第54回

第54回理学療法士国家試験 午後問題26

Danielsらの徒手筋力テストにおいて座位で筋力3を判定できるのはどれか。

  1. 大胸筋
  2. 肩甲下筋
  3. 上腕三頭筋
  4. 下腿三頭筋
  5. ハムストリングス

解答解説

正解は3です。

筋力3は重力に抗して関節可動域を全て動かせる状態を指します。上腕三頭筋の場合、座位で肘関節の伸展動作を行う際に重力が負荷となるため、この体位で筋力3を判定できます。他の筋は、筋活動に対する重力の影響が少ないため、座位での筋力3の判定には適していません。

選択肢の解説

  1. 大胸筋
    誤りです。大胸筋の機能評価は主に肩関節の水平屈曲(または内転)で行いますが、座位で重力が十分な負荷となる体位ではありません。そのため、筋力3の判定には不適です。
  2. 肩甲下筋
    誤りです。肩甲下筋の機能評価は肩関節の内旋で行いますが、座位での内旋動作では重力の影響がほとんどありません。

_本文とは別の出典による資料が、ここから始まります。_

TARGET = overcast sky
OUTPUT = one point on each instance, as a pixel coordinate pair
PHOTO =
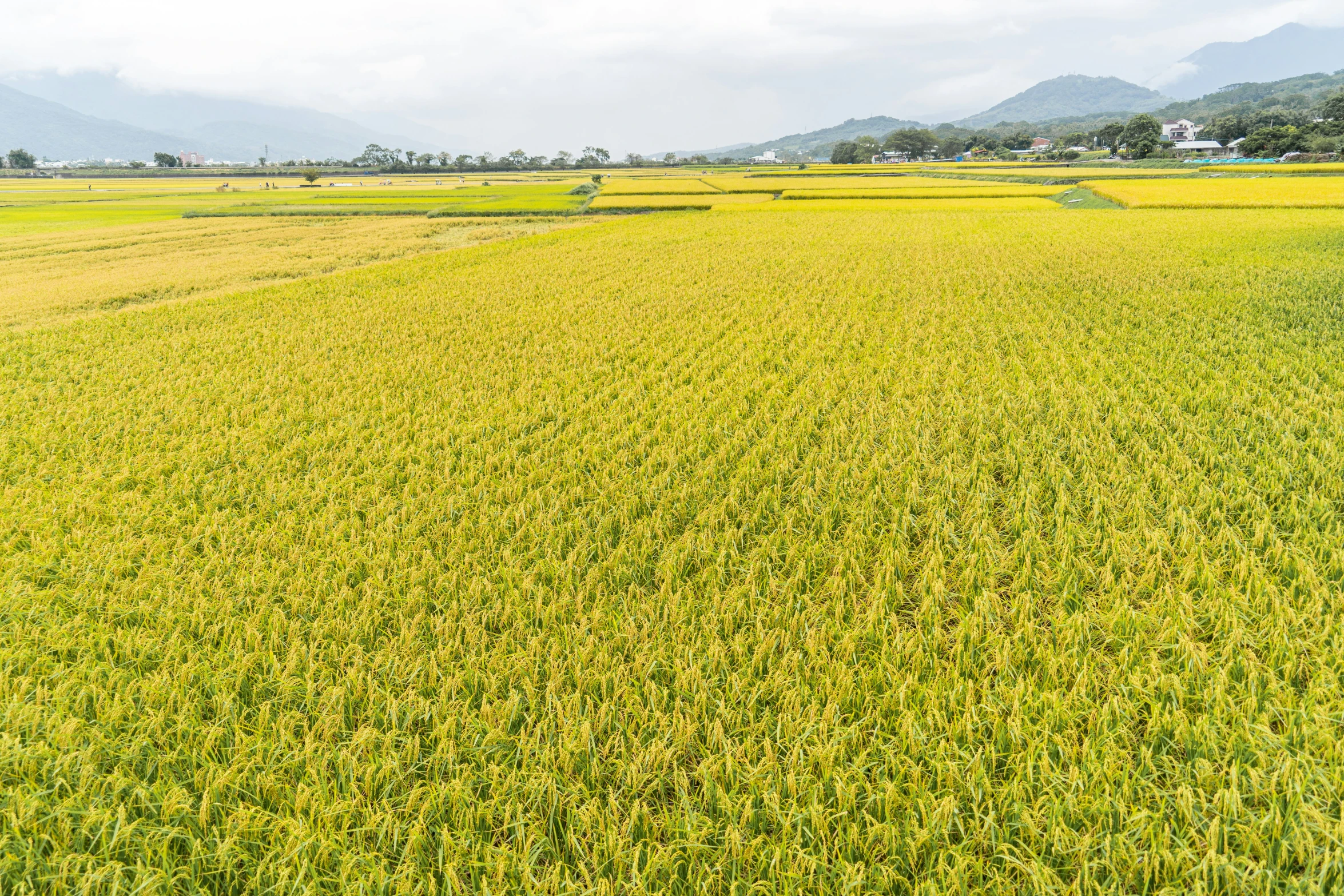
(632, 77)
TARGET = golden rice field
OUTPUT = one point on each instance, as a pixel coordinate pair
(912, 546)
(655, 186)
(671, 201)
(1233, 193)
(944, 190)
(1315, 168)
(1092, 174)
(948, 202)
(46, 277)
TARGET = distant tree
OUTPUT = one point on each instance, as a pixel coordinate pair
(1142, 135)
(1334, 108)
(866, 148)
(1324, 145)
(22, 159)
(1018, 140)
(1274, 141)
(379, 156)
(844, 152)
(914, 141)
(1111, 136)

筋力3の判定には他の体位(例えば側臥位)が適しています。
  3. 上腕三頭筋
    正解です。上腕三頭筋の評価では肘関節の伸展が主な動作です。座位では重力が負荷となるため、この体位で筋力3を判定することが可能です。
  4. 下腿三頭筋
    誤りです。下腿三頭筋の評価は足関節の底屈運動で行いますが、座位では重力の影響が小さいため、筋力3の判定には立位での評価(片足でのつま先立ち動作など)が推奨されます。
  5. ハムストリングス
    誤りです。ハムストリングスの評価は膝関節の屈曲で行いますが、座位での膝屈曲では重力の影響が少なく、筋力3を判定するためには腹臥位などが適しています。

ワンポイントアドバイス

徒手筋力テスト(MMT)では、筋力3の判定に必要な重力負荷を正しく理解することが重要です。評価する筋の作用に応じて、重力が最大限にかかる体位を選択しましょう。Danielsらの基準に基づき、筋の主要な働きと正しい体位をセットで覚えると試験対策に役立ちます。